I hope I'm posting in the right forum...if not, please move accordingly ;)
I was about to purchase Ruthland's fiberglass gaskets to mod an existing smoker and came across this site: http://www.nakedwhiz.com/gasketsafety/gasketsafety.htm. I'm not sure what the latest thing is, but is there an alternative to this product? I know it doesn't say the use is unsafe, but still...thought I look for an alternative if there is one.

Thanks for your help!


----------



## travcoman45 (Jan 4, 2010)

There are ungraphite ones available to.  They are used alot on boilers.  

These guys er just coverin there backside so they don't get sued.


----------



## kookie (Jan 5, 2010)

Like that wed site says its not like your setting your food on it. As long as it doesn't contact your food you should be safe. I used it when I mounted my sfb on my chargriller. But there is no way for the food to contact it. If your truely want to play it safe go with the white ungraphited rope that is used on boilers. You can either get it in a flat ribbon or in a round rope. We use them both like that at work.


----------



## bbq engineer (Jan 5, 2010)

I have the Rutland gasket on 3 smokers now, and it doesn't come in contact with food. Also, once you use the smoker and get a little grease on it, it loses any fibers that could potentially become airborne. Besides, look at me...I'm OK, I'm OK, I'm OK,I'm OK, I'm OK, I'm OK...

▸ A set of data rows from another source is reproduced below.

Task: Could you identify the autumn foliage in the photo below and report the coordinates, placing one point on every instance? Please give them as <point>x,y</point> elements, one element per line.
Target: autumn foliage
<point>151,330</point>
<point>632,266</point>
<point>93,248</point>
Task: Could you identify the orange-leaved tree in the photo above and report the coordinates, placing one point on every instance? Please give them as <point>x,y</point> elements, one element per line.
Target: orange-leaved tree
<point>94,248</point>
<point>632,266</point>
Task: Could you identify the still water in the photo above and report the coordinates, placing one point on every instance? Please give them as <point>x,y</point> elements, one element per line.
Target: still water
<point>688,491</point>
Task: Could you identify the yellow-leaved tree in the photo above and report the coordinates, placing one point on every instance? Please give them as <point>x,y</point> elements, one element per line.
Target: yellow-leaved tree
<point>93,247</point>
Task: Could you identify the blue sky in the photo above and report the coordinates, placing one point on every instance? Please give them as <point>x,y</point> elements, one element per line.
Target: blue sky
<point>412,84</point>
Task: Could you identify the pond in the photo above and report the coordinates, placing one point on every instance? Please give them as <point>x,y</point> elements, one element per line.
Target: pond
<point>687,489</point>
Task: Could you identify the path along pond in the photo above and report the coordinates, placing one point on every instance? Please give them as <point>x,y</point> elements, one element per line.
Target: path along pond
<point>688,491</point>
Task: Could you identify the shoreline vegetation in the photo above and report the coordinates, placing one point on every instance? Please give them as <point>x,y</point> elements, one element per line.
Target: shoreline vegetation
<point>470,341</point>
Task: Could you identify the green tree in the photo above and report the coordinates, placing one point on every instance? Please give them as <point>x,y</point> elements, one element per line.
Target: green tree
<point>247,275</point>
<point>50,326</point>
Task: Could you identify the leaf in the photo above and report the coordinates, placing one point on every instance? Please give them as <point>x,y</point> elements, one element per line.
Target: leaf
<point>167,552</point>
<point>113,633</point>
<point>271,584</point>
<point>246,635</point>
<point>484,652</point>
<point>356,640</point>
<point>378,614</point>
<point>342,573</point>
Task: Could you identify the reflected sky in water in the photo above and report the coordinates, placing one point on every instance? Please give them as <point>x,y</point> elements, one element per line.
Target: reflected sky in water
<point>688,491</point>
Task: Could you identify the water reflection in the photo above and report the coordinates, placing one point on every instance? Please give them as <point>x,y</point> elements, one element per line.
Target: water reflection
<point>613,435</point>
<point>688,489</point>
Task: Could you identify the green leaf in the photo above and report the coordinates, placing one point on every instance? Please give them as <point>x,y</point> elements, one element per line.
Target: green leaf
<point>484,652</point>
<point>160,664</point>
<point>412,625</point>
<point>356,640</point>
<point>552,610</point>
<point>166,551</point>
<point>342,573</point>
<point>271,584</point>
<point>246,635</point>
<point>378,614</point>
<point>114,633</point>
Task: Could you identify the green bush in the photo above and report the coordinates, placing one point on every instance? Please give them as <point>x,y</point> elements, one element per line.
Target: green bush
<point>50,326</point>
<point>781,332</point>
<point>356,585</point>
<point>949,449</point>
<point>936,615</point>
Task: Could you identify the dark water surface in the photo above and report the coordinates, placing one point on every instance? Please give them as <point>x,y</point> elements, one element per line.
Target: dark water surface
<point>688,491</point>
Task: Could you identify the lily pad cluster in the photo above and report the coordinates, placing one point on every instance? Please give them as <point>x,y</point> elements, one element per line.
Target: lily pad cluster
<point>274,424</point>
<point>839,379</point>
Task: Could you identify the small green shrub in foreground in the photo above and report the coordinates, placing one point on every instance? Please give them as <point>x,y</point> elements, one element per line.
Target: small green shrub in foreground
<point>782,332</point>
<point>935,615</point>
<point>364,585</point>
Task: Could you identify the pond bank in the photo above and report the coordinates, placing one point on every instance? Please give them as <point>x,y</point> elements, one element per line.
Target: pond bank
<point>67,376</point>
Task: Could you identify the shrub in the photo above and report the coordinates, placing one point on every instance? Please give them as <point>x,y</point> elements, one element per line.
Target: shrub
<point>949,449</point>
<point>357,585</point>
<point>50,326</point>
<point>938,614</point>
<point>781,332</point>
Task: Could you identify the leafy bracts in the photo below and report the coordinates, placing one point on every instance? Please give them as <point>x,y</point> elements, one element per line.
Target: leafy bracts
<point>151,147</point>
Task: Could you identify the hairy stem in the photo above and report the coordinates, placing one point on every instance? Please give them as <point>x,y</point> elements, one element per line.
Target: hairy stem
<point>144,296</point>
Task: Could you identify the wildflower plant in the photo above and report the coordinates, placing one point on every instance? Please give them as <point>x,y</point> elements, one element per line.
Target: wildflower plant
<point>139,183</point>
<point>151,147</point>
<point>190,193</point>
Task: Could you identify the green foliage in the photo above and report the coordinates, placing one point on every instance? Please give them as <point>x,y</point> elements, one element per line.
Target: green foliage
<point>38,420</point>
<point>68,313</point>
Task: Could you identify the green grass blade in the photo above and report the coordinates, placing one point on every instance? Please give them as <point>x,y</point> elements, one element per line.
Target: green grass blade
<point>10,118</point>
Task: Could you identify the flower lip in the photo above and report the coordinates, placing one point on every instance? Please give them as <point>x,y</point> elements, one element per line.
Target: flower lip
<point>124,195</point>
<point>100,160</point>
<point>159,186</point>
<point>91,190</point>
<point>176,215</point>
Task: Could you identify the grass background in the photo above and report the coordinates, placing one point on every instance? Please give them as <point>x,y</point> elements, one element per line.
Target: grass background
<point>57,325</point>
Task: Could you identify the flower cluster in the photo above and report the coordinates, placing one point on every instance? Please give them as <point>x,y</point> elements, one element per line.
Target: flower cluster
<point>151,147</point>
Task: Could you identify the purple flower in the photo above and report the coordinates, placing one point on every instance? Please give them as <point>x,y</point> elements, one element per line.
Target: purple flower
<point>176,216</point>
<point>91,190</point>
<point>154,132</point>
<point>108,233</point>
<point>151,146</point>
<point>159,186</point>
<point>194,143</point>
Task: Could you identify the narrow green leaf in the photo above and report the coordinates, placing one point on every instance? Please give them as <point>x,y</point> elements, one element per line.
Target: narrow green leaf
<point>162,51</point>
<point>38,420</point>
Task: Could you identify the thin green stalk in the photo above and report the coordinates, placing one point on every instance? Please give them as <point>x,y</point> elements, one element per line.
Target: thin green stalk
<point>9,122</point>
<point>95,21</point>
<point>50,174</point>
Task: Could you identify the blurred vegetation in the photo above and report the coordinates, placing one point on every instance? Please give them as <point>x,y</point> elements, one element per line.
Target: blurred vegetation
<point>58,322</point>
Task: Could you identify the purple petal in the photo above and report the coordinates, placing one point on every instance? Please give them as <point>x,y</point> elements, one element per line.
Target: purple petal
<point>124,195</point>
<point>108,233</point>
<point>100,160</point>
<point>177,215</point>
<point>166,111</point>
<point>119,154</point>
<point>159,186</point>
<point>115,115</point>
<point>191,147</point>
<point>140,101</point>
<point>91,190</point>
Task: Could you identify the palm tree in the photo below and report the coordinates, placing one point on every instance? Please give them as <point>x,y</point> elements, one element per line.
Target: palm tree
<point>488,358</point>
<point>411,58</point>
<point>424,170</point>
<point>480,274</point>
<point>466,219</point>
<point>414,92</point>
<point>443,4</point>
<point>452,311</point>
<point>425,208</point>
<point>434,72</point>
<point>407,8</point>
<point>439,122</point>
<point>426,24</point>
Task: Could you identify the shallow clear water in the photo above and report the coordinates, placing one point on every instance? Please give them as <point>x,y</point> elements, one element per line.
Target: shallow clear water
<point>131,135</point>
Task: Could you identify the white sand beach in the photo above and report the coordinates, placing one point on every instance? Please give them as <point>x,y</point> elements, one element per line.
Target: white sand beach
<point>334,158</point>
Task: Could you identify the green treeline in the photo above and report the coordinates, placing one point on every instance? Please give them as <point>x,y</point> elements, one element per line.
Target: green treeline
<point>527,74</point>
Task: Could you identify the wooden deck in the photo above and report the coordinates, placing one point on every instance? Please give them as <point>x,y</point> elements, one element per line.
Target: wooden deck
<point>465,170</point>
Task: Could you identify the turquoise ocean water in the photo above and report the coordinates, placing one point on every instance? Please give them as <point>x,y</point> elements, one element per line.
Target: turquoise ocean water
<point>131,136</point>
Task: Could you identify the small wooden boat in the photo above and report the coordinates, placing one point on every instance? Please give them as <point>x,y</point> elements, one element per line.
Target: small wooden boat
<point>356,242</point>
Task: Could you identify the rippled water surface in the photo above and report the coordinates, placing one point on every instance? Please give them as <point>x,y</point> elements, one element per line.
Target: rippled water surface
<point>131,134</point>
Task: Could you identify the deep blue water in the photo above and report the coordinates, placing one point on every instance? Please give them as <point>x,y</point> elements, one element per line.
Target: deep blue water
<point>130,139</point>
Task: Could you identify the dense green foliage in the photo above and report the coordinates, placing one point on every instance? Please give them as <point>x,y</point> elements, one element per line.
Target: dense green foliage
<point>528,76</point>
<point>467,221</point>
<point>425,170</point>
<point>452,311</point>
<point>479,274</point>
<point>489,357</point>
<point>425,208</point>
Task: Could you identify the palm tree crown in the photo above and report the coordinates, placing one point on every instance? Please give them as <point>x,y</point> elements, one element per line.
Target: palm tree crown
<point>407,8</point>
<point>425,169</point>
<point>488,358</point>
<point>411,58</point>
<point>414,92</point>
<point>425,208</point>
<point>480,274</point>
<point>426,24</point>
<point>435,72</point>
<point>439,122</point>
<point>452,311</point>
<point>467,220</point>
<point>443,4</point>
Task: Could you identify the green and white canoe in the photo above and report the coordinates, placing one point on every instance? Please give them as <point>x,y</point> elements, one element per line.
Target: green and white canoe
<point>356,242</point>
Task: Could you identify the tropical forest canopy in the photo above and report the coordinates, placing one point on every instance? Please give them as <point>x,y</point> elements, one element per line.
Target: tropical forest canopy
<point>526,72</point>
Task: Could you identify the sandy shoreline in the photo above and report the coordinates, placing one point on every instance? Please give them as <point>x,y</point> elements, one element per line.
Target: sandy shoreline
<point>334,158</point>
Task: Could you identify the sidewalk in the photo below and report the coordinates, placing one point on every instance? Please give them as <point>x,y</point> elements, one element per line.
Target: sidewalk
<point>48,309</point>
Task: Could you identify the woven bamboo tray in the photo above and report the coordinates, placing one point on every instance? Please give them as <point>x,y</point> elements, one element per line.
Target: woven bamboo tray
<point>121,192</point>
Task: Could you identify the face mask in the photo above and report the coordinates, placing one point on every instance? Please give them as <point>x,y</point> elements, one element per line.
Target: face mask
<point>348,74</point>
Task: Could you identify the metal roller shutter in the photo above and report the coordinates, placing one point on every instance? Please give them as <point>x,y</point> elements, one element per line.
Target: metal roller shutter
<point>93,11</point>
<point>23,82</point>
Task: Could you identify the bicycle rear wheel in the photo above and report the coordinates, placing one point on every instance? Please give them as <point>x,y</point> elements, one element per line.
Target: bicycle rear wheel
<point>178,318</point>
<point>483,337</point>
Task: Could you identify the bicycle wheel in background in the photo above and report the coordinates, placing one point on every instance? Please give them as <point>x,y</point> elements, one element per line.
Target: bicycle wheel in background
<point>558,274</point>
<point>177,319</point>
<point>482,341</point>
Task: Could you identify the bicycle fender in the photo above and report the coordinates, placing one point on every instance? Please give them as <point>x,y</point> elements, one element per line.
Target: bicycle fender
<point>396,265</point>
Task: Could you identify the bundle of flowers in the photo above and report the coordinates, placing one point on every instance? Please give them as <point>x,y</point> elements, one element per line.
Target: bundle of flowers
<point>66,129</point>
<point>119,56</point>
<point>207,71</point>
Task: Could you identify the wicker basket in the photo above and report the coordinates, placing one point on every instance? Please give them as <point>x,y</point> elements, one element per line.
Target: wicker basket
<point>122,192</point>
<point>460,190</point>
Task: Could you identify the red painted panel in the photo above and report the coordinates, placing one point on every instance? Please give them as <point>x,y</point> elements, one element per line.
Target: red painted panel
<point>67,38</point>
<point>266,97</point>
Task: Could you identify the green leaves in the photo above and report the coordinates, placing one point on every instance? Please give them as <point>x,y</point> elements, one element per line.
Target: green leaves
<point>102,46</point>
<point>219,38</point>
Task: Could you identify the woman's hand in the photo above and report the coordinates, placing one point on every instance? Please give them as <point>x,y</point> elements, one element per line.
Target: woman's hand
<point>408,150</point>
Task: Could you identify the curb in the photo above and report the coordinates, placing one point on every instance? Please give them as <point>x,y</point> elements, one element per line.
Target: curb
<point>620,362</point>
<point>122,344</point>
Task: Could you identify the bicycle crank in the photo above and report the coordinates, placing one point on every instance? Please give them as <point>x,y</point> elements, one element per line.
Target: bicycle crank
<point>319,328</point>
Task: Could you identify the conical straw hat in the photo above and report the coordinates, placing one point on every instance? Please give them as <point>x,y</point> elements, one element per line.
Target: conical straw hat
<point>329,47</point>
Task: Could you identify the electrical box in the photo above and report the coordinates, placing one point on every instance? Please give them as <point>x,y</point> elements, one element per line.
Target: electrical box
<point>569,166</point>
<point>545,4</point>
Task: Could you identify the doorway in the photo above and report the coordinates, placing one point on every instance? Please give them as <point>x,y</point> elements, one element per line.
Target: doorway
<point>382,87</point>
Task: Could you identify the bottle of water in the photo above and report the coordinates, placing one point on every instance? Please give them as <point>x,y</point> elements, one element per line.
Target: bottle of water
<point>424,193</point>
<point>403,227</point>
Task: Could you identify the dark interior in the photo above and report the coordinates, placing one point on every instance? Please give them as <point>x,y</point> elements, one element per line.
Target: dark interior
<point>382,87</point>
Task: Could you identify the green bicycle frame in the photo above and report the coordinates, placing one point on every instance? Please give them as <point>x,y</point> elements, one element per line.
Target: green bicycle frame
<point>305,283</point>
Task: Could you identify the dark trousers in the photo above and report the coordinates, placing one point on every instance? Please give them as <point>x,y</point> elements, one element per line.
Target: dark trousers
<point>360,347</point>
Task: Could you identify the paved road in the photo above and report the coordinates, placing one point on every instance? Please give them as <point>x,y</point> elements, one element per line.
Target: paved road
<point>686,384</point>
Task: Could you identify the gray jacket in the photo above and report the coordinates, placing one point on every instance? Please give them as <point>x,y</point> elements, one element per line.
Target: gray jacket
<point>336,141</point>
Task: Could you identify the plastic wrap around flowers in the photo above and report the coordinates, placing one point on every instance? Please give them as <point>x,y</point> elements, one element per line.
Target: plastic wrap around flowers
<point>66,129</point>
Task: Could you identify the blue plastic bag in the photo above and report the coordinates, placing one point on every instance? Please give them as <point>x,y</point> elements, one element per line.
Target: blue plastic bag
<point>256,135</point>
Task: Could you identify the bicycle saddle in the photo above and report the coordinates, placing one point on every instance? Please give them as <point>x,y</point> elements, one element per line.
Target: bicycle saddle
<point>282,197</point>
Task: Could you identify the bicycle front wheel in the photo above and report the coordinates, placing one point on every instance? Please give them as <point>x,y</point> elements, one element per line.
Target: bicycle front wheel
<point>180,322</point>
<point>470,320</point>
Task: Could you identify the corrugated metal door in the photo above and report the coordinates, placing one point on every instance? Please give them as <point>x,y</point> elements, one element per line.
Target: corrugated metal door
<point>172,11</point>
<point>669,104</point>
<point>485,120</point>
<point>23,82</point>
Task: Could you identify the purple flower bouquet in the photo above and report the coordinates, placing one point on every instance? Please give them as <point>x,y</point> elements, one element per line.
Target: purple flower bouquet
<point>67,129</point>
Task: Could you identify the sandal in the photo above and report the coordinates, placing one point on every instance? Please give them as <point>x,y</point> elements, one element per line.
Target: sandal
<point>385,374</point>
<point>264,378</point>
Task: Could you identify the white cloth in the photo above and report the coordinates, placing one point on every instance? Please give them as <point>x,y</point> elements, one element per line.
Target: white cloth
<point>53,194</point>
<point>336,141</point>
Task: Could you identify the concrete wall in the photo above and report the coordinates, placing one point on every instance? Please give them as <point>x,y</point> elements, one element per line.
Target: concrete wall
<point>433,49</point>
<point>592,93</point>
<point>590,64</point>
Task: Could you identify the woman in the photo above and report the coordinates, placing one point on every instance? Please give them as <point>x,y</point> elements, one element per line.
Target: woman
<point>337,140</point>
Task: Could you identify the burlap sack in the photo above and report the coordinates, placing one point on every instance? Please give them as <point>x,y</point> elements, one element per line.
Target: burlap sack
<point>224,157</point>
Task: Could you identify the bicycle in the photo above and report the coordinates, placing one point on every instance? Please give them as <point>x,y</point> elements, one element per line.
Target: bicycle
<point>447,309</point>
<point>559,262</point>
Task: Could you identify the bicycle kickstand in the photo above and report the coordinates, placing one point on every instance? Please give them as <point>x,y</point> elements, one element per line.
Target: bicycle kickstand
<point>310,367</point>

If you want a silicone gasket, this one is super economical and will erase your fears. I cannot speak about the lifespan of this, however.
http://www.alliedkenco.com/catalog/p...oducts_id/2677


Good Luck.


----------



## meateater (Jan 5, 2010)

Whats wrong with a little smoke leak?  I have my smoker wide open.


----------



## bustintires (Jan 5, 2010)

most of your local fiberglass supply shops will carry fiberglass rope in stock at a fraction of the price of the stove shops and hardware stores. in tacoma wa i use revchem. there should be such a store in most areas.


----------



## -dan- (Jan 6, 2010)

Thanks guys...I appreciate the responses. :)


----------



## azrocker (Jan 16, 2010)

I tried it on Maude and didn't like it. It unraveled quickly and bugged me with pieces all about. I have decided I will gas assist the heat and let the smoke out. I saw a build on TV and he actually had vents on the sides around the grill area. He said it smoked better.


----------



## omahasmoker (Feb 19, 2010)

have a look at ebay item 350307841805 it is listed as "1/4" x 1/2" Silicone Sponge Rubber" and it is only $2.40 a foot, way cheaper that allied/kenco. i used it on my build and it worked great. the seller has several different sizes available.


----------



## timtimmay (Feb 19, 2010)

I tried to glue rope on my CSP but it came off pretty quickly because of the way the lid closes.  I think it would work well for other applications.


----------